For most people, Catholic churches and college fraternity houses evoke images and connotations that could not possibly be more different.

In an unprecedented transaction, a chapter of the Phi Sigma Kappa fraternity located at Rensselaer Polytechnic Institute in Troy is currently under contract with the Albany Diocese to purchase the recently closed St. Francis de Sales Church and rectory in Troy.

According to Noel Olsen, director of real property for the Diocese, the fraternity approached the diocese as an interested buyer before the church officially closed Feb. 1. 

The Diocese continued to list the building on the market as planned, allowing for offers from other potential buyers, but ultimately awarded the contract to Phi Sigma Kappa.

Keeping in mind the stereotypes typically associated with college fraternities, Mr. Olsen said the Diocese checked carefully into the fraternity's history and standings. 

"We did a considerable amount of research," he said, adding that the fraternity is "dry," meaning that it prohibits alcohol in the chapter house. 

Diocesan officials held several meetings with current fraternity brothers to discuss their intentions for the building, and to ensure "they were going to use it [in a way that] is respectful of the Church."

The fraternity brothers plan to live in the rectory while using the church building for meals, meetings and social functions. They also promised to make the building available to the community for meetings and events.

The RPI chapter of Phi Sigma Kappa consists of 12 undergraduate members. 

According to their information materials, their chapter has been ranked in the top 10 percent of Greek fraternities at RPI for the past several years. 

Information from the fraternity also notes that its property and school taxes, as well as the fraternity's consumer presence in the neighborhood, will contribute to the local economy.

Additionally, fraternity members pledge to perform 20 hours of community service each year.

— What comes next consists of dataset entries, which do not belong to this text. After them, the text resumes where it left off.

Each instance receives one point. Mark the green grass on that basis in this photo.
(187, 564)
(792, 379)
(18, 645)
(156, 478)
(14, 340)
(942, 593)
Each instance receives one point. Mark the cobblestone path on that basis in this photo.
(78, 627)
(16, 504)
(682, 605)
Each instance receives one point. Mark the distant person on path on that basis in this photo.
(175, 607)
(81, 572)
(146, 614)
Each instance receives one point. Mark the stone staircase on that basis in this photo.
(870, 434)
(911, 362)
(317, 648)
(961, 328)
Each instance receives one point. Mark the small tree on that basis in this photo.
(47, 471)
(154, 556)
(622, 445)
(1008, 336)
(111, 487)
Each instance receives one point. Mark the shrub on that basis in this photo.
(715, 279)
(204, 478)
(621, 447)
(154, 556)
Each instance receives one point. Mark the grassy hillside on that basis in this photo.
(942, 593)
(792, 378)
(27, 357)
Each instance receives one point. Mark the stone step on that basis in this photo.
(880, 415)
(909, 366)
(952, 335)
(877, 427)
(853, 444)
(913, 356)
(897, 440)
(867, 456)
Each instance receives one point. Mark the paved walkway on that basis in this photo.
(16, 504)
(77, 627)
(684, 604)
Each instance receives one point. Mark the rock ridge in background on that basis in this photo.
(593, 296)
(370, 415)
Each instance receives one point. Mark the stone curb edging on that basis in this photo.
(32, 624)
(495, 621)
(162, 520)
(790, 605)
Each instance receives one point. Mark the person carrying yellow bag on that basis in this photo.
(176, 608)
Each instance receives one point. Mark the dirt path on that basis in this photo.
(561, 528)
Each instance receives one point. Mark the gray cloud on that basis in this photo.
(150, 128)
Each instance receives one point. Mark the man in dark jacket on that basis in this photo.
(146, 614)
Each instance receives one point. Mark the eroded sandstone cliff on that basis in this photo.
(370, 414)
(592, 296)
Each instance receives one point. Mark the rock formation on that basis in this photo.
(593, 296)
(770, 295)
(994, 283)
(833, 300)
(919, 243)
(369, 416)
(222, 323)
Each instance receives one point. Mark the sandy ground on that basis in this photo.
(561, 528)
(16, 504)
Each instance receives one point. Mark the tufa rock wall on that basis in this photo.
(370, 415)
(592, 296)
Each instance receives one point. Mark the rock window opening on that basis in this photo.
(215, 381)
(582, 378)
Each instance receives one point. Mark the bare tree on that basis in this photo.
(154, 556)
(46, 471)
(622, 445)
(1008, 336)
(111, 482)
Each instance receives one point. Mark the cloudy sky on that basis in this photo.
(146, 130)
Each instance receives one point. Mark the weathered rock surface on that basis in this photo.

The fraternity brothers expressed interest in participating in community groups in their new neighborhood, including the Friends of Prospect Park. 

Phi Sigma Kappa is currently without a chapter house at RPI. They say they are "committed to preserving the architecture and maintaining the [St. Francis de Sales] property."

On Aug. 6, the fraternity held a community open house at the church building to discuss concerns with the public, including former parishioners at St. Francis de Sales. 

Said Mr. Olsen: "From our standpoint, we were satisfied that it was an unusual but good use for the church."

Editor's note: By the end of Called to be Church, the diocesan realignment of parishes, 33 churches will close and most of their buildings sold. In recent decades, others have already been converted by new owners to shelters, schools, treatment programs and Protestant churches. The Evangelist will periodically profile some of these buildings in their new lives.